This bill amends Title XIX of the Social Security Act and related statutes to require coverage of an annual lung cancer screening — when recommended by U.S. Preventive Services Task Force guidance — across Medicaid (including managed care), Medicare, Medicare Advantage, and private group and individual plans. It bars cost‑sharing for that screening in Medicaid, removes prior‑authorization and similar utilization‑management barriers for the screening in multiple programs, and extends Medicaid coverage of counseling and pharmacotherapy for tobacco cessation to all enrollees.
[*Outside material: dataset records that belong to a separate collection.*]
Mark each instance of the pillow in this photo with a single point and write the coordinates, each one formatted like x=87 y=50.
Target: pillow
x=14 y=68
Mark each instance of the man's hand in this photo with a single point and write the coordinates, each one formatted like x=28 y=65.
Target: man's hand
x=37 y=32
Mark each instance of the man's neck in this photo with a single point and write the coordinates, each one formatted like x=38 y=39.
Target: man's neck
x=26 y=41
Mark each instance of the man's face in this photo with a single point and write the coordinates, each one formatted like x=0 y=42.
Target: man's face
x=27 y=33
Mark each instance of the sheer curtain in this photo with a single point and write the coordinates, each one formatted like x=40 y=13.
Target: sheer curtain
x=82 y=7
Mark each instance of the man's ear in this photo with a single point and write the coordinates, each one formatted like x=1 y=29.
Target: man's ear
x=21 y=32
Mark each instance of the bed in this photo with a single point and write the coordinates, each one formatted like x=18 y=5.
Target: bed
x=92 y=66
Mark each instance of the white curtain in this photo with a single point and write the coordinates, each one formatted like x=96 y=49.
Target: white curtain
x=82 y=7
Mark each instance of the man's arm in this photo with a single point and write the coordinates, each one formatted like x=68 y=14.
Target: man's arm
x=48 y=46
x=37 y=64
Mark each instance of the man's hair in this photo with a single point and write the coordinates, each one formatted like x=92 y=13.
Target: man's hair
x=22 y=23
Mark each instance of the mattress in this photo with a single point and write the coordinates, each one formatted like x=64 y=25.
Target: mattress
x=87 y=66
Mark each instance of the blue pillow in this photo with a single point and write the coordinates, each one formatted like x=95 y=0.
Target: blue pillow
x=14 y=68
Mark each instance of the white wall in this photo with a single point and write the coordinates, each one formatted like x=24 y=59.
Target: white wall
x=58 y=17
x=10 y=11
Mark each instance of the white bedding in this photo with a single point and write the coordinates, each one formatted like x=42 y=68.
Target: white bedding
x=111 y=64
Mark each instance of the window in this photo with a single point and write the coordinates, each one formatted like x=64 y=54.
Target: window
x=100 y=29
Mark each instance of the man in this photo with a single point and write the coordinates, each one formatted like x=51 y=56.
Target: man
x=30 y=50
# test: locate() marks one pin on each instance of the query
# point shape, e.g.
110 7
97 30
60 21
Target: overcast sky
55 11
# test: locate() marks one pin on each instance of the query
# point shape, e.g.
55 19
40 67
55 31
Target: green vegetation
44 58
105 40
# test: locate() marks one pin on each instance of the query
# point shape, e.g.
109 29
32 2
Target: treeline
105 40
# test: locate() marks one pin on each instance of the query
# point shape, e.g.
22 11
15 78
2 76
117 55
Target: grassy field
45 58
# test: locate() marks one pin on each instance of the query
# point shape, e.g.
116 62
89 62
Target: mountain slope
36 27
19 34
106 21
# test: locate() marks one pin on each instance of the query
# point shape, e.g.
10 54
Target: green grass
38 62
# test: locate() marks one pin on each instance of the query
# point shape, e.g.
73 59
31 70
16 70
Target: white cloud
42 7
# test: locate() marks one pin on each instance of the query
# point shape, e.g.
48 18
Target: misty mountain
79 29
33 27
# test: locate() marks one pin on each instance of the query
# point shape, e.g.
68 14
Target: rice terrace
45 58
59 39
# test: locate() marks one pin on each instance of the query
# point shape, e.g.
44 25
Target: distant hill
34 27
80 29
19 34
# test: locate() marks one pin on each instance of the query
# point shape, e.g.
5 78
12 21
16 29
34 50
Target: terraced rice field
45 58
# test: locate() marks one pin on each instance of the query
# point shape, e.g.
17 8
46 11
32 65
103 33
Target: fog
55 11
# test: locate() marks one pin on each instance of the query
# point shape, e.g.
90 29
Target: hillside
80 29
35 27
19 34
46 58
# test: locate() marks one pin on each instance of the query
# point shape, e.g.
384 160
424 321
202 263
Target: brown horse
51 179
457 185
The measure also directs HHS to run a targeted education and outreach campaign (authorized at $10 million per year, FY2026–2030) to increase screening uptake and tasks the Government Accountability Office with a one‑year study identifying populations missed by current screening eligibility. The bill takes effect January 1, 2026, with a standard state‑legislative‑implementation grace period where applicable.
At a Glance
What It Does
The bill adds annual lung cancer screening to mandatory Medicaid benefits (amending 1905(a)(4)), prohibits cost sharing for that screening under Medicaid payment rules, and requires Medicaid managed care contracts to cover it without prior authorization. It likewise creates a Medicare rule eliminating prior authorization for these screenings, and bars prior authorization for the screening in private group and individual plans under the PHSA.
Who It Affects
Directly affects Medicaid enrollees who meet USPSTF screening criteria, Medicaid managed care organizations, state Medicaid programs, Medicare beneficiaries and Advantage plans, private insurers in the individual and group markets, and providers that deliver low‑dose CT screening and tobacco‑cessation services.
Why It Matters
By removing cost and administrative barriers the bill aims to increase screening uptake among eligible, often low‑income populations and expand access to cessation treatments. It also creates cross‑program uniformity on prior‑authorization prohibitions — a notable federal intervention into utilization management that could shift program spending and provider workflow.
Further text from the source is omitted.